His wife, it is said, was odd to the extreme: intelligent, and elegant in company but frighteningly dark in solitude. She eschewed the public eye as much as she could, and cloistered herself indoors, claiming to suffer from extreme photosensitivity. She often made mention of things that happened so long ago that only the most learned of scholars might know them. It is said that she had a taste for blood, and sometimes dined on hapless citizens of the empire...especially the elves.
 
In the Empire, Vorntoque was a soldier in the Droung'Knaqt armies when he joined the Tareen'Phol; he was a gifted dispatcher.
 
Vorntoque grew in prominence within the Tareen'Phol and in the political arena of the Droung'Knaqt societal circles, although it was frequently whispered that his wife was more likely the brain behind his standing.

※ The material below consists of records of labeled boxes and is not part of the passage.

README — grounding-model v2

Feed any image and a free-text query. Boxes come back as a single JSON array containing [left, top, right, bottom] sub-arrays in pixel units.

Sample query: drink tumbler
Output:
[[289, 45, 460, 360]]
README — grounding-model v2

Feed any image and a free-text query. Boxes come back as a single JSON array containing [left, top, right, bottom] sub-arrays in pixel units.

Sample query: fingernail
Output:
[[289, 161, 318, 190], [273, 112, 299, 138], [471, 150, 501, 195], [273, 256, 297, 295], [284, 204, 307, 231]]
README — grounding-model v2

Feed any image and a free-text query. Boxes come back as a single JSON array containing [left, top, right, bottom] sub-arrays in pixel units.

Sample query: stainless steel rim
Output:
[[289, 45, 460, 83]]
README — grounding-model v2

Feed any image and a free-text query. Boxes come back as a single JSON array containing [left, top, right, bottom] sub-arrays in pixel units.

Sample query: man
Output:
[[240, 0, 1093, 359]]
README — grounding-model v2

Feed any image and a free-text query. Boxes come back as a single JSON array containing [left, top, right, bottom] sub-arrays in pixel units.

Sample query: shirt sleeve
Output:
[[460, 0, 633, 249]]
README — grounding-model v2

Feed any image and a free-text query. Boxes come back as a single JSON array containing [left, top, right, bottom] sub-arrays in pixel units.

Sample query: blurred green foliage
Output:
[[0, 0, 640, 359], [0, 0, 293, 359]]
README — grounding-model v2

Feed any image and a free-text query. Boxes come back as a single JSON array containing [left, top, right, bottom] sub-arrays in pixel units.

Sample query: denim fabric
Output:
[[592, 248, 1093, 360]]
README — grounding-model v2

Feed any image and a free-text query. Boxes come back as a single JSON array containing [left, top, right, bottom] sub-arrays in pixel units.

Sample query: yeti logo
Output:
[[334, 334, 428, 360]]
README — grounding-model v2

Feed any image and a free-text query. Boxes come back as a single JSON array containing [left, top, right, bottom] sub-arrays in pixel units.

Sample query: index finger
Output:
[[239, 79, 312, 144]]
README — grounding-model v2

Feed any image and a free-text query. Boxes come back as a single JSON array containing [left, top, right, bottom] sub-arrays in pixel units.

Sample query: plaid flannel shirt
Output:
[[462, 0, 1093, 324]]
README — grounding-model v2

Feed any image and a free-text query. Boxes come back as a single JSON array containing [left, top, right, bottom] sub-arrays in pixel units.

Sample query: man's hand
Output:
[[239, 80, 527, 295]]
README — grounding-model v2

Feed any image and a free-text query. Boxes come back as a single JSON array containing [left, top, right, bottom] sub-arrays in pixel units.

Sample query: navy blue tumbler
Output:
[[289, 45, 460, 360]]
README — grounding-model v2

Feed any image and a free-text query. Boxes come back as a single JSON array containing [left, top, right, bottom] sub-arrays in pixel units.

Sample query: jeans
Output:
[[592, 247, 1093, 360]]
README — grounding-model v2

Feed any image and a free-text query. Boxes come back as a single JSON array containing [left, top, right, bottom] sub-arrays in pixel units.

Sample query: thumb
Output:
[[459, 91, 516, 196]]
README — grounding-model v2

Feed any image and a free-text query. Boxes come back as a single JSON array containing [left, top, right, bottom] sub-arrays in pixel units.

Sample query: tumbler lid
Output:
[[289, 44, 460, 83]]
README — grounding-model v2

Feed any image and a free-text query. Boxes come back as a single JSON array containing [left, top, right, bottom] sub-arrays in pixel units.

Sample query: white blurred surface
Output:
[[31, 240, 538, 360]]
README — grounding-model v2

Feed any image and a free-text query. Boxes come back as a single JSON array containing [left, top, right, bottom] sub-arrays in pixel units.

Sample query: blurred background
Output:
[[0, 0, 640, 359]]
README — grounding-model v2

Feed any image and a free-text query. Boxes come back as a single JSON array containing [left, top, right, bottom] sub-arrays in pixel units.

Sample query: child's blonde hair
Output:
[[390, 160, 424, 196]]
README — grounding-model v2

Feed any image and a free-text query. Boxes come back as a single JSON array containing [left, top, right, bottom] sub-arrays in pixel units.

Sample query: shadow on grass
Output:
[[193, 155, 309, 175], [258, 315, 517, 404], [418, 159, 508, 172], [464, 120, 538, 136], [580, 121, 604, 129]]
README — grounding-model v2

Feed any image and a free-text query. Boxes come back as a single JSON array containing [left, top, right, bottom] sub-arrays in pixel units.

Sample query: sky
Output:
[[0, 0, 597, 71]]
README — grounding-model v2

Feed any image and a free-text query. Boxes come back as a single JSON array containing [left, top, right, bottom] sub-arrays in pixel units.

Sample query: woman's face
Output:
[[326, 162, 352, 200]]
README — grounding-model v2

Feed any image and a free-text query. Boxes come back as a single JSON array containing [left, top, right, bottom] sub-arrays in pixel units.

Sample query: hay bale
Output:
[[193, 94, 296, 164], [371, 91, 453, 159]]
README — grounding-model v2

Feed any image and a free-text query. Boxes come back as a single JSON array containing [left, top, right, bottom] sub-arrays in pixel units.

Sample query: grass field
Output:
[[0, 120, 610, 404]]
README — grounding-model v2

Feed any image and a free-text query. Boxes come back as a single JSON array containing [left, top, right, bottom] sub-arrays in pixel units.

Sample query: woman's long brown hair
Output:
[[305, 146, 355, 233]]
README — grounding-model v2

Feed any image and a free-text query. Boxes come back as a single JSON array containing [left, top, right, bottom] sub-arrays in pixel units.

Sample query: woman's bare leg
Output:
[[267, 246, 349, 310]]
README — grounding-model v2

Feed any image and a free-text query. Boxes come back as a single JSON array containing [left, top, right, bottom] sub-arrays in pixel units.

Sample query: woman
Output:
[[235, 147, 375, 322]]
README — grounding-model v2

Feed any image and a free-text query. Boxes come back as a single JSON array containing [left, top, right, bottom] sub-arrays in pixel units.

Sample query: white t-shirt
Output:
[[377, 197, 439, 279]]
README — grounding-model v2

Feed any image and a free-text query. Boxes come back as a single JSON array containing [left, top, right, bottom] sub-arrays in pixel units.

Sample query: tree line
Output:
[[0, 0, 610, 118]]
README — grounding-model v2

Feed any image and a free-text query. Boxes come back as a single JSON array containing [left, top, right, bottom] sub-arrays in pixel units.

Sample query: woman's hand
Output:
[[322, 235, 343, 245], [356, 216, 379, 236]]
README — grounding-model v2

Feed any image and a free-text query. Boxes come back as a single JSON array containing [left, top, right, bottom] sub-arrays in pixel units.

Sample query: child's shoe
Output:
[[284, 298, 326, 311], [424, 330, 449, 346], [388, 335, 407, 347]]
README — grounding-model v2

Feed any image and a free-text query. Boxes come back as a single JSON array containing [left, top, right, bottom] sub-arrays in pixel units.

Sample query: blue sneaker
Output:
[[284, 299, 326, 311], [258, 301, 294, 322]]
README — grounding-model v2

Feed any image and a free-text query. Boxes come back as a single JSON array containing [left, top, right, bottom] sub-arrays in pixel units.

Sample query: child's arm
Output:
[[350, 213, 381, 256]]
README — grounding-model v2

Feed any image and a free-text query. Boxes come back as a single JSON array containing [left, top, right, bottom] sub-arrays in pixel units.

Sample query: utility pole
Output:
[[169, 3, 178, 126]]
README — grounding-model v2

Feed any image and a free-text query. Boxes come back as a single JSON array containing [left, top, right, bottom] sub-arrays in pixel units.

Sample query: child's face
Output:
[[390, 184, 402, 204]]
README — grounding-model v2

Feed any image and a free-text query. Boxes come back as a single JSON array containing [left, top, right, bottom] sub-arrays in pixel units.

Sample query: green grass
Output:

Over the course of but a few decades, he had grown from a virtual nobody to a powerful force in the Droung'Knaqt senate.
 
Then the blight, which left him the only survivor of the senate. Vorntoque proclaimed himself emperor, and there were none to challenge him.
 
It is written in the library of the Marin'Thar that Vorntoque had only a few children with his odd wife, and only one survived: a lad named Kervan. Before that son had come of age, his parents plotted his death, as they did not deem him worthy of their bloodline. The child, Kervan, had been warned by Schervick Firforge, and understood their intentions. He fled the Droung'Knaqt Empire, never to be seen again. Kervan begat children that eventually led to a number of dwarven clans, notably:
Ironaxe (a great warrior clan far to the north-east), Granitesoul (long extinct clan of ill repute), Stoutspear (plains-dwellers to the west) and the Stonehammers of Derkenwold.